Travelling this summer to the locations where some of modern literature’s most famous authors penned many of their greatest works was akin to a pilgrimage for some very fortunate creative writing students.
About a dozen students in Marty Gervais’ third-year creative writing class went to France in early July, spending a few days in Paris before heading off to a farm estate called La Roche D’Hys in the Auxois region of Burgundy, where they were the guests of Howard Aster.
“Marty and Howard know the literary background of Paris, so it was really cool to be with them,” said Asil Moussa, who is going into her third year of the digital journalism program. “Hemingway and Fitzgerald wrote all these great works there and Marty just wanted us to experience what they did.

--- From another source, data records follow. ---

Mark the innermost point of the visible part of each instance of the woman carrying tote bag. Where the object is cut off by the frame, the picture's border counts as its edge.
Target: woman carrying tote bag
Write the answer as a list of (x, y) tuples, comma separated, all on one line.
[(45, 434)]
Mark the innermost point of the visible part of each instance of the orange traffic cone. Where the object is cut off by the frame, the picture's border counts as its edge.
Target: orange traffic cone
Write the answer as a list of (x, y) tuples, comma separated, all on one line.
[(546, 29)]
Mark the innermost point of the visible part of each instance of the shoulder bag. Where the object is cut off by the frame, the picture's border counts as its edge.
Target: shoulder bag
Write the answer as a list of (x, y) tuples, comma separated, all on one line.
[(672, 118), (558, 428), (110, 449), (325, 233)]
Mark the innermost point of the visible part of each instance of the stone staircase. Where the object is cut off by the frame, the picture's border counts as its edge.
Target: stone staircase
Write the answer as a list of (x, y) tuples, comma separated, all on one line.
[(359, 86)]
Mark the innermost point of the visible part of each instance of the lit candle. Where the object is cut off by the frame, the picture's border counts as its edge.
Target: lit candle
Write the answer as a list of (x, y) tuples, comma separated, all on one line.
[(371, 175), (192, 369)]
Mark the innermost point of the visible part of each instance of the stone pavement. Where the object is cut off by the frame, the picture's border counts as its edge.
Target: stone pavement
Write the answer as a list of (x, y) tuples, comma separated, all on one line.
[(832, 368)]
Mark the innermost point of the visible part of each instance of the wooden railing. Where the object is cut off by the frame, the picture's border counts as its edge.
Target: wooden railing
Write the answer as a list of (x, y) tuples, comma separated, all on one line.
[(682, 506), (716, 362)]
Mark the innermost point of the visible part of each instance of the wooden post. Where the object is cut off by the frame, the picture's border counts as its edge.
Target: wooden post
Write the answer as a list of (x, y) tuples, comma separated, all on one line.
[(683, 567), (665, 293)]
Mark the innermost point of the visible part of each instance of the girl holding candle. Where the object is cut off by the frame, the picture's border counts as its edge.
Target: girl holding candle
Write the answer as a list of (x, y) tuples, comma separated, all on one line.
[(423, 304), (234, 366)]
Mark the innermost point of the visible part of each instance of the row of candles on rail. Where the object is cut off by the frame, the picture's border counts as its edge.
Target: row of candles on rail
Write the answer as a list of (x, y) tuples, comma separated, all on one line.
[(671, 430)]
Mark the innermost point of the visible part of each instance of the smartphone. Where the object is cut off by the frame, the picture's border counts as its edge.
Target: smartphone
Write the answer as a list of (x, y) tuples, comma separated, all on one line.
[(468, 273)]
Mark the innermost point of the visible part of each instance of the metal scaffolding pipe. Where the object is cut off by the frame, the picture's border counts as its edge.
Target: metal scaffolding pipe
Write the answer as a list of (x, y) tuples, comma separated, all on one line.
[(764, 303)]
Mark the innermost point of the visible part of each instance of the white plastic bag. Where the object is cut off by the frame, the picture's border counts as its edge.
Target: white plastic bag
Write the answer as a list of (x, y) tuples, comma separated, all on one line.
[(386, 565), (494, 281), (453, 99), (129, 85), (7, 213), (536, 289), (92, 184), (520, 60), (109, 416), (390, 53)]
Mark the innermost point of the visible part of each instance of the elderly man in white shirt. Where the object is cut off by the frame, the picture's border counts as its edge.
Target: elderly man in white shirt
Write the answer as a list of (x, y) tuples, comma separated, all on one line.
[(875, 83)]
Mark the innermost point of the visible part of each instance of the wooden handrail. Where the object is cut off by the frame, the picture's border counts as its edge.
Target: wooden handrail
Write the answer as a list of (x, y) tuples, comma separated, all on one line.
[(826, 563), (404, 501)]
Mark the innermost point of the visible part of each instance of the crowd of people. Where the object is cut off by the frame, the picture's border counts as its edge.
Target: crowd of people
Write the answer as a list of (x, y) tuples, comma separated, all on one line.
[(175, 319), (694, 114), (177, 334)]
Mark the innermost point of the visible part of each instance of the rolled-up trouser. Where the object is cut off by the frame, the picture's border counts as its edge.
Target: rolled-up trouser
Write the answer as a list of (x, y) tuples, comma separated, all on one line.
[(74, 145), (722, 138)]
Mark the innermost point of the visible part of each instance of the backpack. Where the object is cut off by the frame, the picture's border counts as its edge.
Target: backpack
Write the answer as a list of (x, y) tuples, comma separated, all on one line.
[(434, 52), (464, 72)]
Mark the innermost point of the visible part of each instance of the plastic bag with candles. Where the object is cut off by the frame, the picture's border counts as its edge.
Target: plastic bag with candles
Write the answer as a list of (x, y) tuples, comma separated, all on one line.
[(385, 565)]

I use everything as inspiration, and he took us there to be inspired.”
Nestled between a rock escarpment and a valley of rolling hills and pastures, the farm house where the students stayed is an international professional development centre that hosts special projects to stimulate creative thinking.
Angelica Lachance, who is going into fourth year doing double major in English and psychology with a minor in history, said it was an enriching experience to be with like-minded people in such a beautiful setting. She had visited France on another occasion as a tourist, but said this was a totally different experience.
“I felt like we were living there,” Lachance said. “It was nice to be able to spend time with people who like and understand the things that matter to me.”
Students have the option of taking a third-year creative writing course during the regular academic year, or taking the 10-day trip with Gervais in the summer. The course starts in the weeks leading up to the trip when students are asked to read That Summer in Paris by Morley Callaghan and Ernest Hemingway's A Moveable Feast.
When they get to France, the students attend workshops that examine the craft of writing and the experience of being in the country. These intersecting points of writing and culture are intended to make the experience vivid and rich for the students. They tour Paris, travel to nearby villages from the farmhouse, work on their photography, enjoy lengthy exquisite meals in the evening, and have nightly readings to showcase their creative efforts.
“I felt like the whole time my senses were going crazy,” said Moussa, who writes poetry, but is also in to photography and filmmaking. “There was so much to taste and hear and smell and see. You learn a lot of things about writing when you don’t even realize you’re learning them. But it’s not just writing and photography. It’s like a life course.”
Lachance said the nightly readings helped her overcome her reservations about sharing her creative work in public.
“Everyone brought a different perspective, so it forced me to re-evaluate my own work and the thought process that goes in to it,” said LaChance, who is considering a career in teaching.
For Moussa, the trip was an affirmation.
“I left France very sure that I can do whatever I set my mind to,” said Moussa, who wants to continue writing, creating films, and perhaps even hosting her own television talk show one day. “You just feel like you grew as a person.”
Editor's note: this is one of a series of articles about students who were engaged in cool research projects and other scholarly activities this summer.